Of course, the presidential debate avoided the issue of why American schools keep doing a poor job, and the counterproductive efforts of government “fixes.” As with other topics, the candidates “talked past each other” and equivocated.
With only weeks left before the 2012 election, conservatives are fixated on turning things around in November. But between a unionized government bureaucracy and a majority-left tilt among hundreds of institutes, associations, media and even foreign interests — all driving U.S. policy-making — the outlook for America isn’t good. Voters deserve more than warmed-over slogans about jobs, spending, deficit-reduction and education.
Whether the topic falls under fiscal, social or security issues, today’s Americans do not get “debates.” Those who actually were taught the techniques of debate back in the high school classrooms of the 1940s and 50s say these modern versions bear no resemblance to what they learned. The structure went something like this: “RESOLVED: THE NATIONAL DEBT MUST BE RETIRED TO ENSURE THE ECONOMIC FUTURE OF OUR COUNTRY.” Each team then had to take a pro or con position, with timed rebuttals and sources cited. Lack of sources downgraded the presentation.
Adapting this model to the presidential debate, the above Resolution would be worded thusly: How would you (President Obama), as the Democratic candidate in the 2012 race, and you (Mr. Romney), as the Republican nominee, deal with the national debt to safeguard the future of our nation?
The candidates would argue the relative merits of two distinct positions and make use of source material (such as statistics) to clarify their points.
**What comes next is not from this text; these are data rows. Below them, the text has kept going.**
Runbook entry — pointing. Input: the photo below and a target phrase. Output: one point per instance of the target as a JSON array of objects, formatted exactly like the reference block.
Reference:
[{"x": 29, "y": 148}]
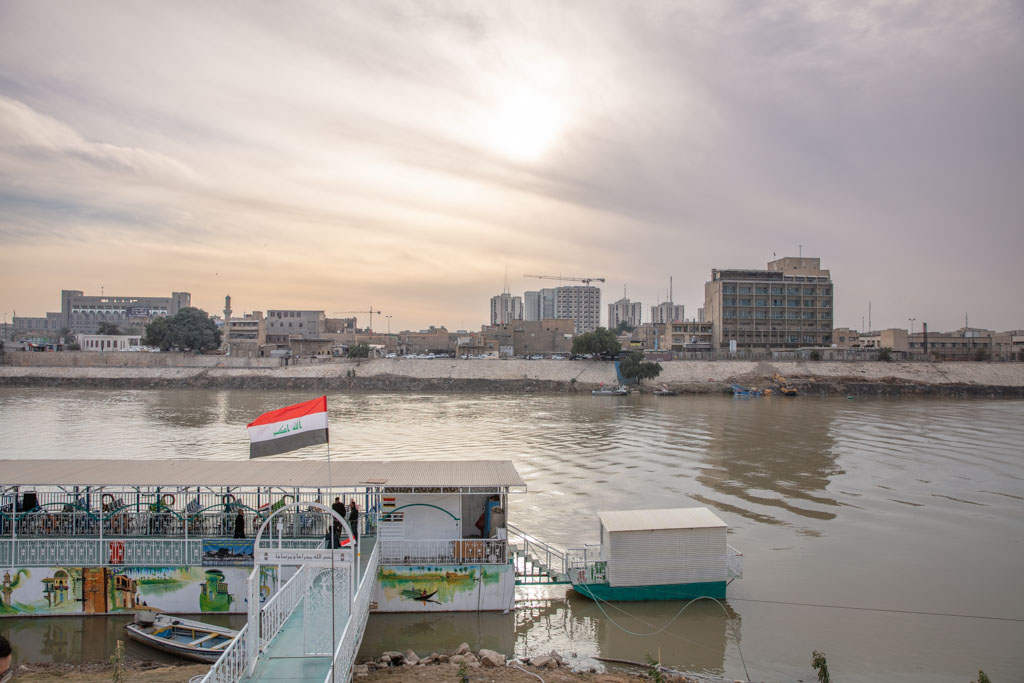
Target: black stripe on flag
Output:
[{"x": 285, "y": 443}]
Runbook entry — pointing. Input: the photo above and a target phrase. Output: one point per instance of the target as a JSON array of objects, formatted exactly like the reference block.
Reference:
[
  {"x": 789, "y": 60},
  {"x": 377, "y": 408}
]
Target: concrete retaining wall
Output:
[{"x": 527, "y": 376}]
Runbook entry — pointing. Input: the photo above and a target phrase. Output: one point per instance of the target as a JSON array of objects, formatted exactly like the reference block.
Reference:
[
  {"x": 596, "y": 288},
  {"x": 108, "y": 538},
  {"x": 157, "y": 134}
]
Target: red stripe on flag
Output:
[{"x": 292, "y": 412}]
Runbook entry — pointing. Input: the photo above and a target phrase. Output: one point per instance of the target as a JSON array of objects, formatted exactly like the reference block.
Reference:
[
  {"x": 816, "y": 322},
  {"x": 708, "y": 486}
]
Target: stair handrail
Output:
[{"x": 551, "y": 553}]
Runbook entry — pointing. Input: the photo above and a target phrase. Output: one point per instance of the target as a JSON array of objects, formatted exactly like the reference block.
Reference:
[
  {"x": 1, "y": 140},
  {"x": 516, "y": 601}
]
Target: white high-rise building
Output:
[
  {"x": 505, "y": 308},
  {"x": 667, "y": 312},
  {"x": 627, "y": 311},
  {"x": 582, "y": 303},
  {"x": 539, "y": 305}
]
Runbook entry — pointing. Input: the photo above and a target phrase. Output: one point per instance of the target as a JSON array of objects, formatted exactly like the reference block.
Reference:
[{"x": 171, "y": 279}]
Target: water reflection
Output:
[{"x": 769, "y": 459}]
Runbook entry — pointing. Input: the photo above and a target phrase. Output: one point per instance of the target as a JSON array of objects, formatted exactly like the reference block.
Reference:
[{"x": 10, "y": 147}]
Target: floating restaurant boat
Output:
[
  {"x": 744, "y": 392},
  {"x": 185, "y": 638},
  {"x": 674, "y": 554}
]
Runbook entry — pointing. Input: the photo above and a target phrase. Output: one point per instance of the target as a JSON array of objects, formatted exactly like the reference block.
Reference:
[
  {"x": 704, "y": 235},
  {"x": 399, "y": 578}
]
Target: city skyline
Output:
[{"x": 388, "y": 155}]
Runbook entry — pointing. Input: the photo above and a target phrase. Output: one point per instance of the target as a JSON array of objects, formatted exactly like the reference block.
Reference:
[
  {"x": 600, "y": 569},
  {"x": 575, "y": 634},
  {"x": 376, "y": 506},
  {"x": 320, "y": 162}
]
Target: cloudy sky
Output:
[{"x": 408, "y": 155}]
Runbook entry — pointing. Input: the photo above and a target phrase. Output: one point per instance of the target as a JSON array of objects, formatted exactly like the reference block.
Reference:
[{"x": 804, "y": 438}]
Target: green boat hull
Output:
[{"x": 713, "y": 589}]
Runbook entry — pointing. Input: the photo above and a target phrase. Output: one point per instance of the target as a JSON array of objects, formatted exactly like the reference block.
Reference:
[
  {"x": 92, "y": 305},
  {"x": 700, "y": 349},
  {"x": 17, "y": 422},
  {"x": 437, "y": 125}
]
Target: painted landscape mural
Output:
[
  {"x": 46, "y": 591},
  {"x": 443, "y": 588}
]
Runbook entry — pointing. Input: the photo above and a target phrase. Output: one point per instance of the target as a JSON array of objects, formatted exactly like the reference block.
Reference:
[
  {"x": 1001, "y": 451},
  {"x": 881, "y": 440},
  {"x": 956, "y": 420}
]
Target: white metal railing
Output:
[
  {"x": 351, "y": 637},
  {"x": 100, "y": 552},
  {"x": 443, "y": 551},
  {"x": 734, "y": 562},
  {"x": 552, "y": 558},
  {"x": 232, "y": 664},
  {"x": 33, "y": 552},
  {"x": 276, "y": 610}
]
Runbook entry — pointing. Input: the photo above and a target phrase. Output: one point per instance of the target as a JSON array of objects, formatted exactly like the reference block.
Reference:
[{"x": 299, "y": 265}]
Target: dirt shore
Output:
[
  {"x": 523, "y": 377},
  {"x": 100, "y": 672}
]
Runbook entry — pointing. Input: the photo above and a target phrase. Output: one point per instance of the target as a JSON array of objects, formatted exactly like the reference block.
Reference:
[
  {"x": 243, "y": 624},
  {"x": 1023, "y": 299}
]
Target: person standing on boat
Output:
[
  {"x": 353, "y": 520},
  {"x": 6, "y": 656},
  {"x": 240, "y": 525},
  {"x": 339, "y": 508}
]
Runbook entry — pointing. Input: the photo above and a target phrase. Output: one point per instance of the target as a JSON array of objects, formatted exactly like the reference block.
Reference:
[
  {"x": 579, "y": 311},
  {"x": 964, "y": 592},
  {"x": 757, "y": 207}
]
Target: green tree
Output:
[
  {"x": 194, "y": 330},
  {"x": 158, "y": 334},
  {"x": 109, "y": 329},
  {"x": 599, "y": 341},
  {"x": 634, "y": 367},
  {"x": 189, "y": 330}
]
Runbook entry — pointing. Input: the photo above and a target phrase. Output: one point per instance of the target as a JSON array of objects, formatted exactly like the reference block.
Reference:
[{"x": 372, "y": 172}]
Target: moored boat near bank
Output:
[
  {"x": 182, "y": 637},
  {"x": 674, "y": 554}
]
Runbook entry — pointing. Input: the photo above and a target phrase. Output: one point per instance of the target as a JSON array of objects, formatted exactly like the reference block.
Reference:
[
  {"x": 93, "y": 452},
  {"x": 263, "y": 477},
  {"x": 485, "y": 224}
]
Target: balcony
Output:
[{"x": 443, "y": 551}]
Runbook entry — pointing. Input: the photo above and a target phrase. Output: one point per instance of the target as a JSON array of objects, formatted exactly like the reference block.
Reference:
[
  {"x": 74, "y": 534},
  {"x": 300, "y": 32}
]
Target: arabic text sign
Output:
[{"x": 315, "y": 557}]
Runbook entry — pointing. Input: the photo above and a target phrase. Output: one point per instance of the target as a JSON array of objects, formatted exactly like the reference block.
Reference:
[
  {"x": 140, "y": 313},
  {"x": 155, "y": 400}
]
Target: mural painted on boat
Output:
[
  {"x": 46, "y": 591},
  {"x": 443, "y": 588}
]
Pundits would later analyze their respective positions and credible use of data to determine who won the match.
The presidential debate of October 3 bore no relation to this structure. Moderator Jim Lehrer lost control, and the candidates used their time to pontificate and sloganize, with only the occasional reference to any valid basis, so that it was forgotten by viewers and pundits alike.
No wonder most Americans are conditioned to place affability over credibility!
In short, the debate wasn’t worthy of a campaign for Student Council president, let alone for President of the United States. It didn’t come close to the tone established by the oft-cited Lincoln-Douglas debates of 1858 — an era when fewer people completed a 12th grade education, but could still spot specious reasoning and argle-bargle when they heard it.